R. Chaim Jachter, Gray Matter volume 2, pp. 238-239:
A number of early twentieth-century authorities believed that one can fulfill the mitzvot of shofar and Megillah even through a microphone system (see Encyclopedia Talmudit 18:749–753). However, they lacked access to precise scientific information, so they formulated their opinion based on common-sense perception, without conclusively knowing whether a microphone simply broadcasts a human voice or first transforms it into electronic signals.
A number of prominent authorities who understood microphones more accurately nonetheless considered permitting their use for mitzvot that entail listening.

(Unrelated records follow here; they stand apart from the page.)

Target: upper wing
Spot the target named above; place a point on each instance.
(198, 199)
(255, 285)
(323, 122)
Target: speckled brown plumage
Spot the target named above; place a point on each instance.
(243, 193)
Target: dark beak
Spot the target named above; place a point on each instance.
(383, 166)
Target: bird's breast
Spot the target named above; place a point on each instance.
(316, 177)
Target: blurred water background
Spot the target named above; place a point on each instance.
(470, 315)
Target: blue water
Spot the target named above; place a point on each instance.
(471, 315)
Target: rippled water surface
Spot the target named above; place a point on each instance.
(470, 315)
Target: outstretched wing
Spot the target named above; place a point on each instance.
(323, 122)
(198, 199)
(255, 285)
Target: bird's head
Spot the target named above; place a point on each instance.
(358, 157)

The Chazon Ish (in an oral communication to Rav Shlomo Zalman Auerbach, cited in Minchat Shlomo 1:9) suggests that perhaps, “since the voice that is heard via microphone was created [at first] by the [human] speaker and the voice is heard immediately,[3] as it would be heard in regular conversation, it is also defined as ‘actually hearing’ the shofar blower or the [voice of the human] speaker.”

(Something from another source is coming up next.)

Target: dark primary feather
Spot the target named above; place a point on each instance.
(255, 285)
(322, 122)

Rav Moshe Feinstein (Teshuvot Igrot Moshe, Orach Chaim 2:108) and Rav Tzvi Pesach Frank (cited in Teshuvot Minchat Yitzchak 2:113 and Teshuvot Tzitz Eliezer 8:11) suggest a similar line of reasoning. Rav Moshe indicates that one never hears a sound directly from its source; rather, the vibration created when a person speaks then passes through the air to the listener’s ear. The vibrating air next to the listener is not the same air that vibrated near the speaker’s vocal chords. Thus, indicates Rav Moshe, perhaps any sound that reaches the listener as a direct result of the original sound shares the same halachic status as the speaker’s own voice. Nevertheless, Rav Moshe discourages the use of a microphone even for rabbinic mitzvot, such as reading the Megillah.[4] Rav Shlomo Zalman, however, attacks any possibility of claiming that one can equate an electronically reproduced sound with a person’s original voice...
Rav Shlomo Zalman concludes that the Chazon Ish’s possible leniency is highly questionable, “and I do not comprehend it.”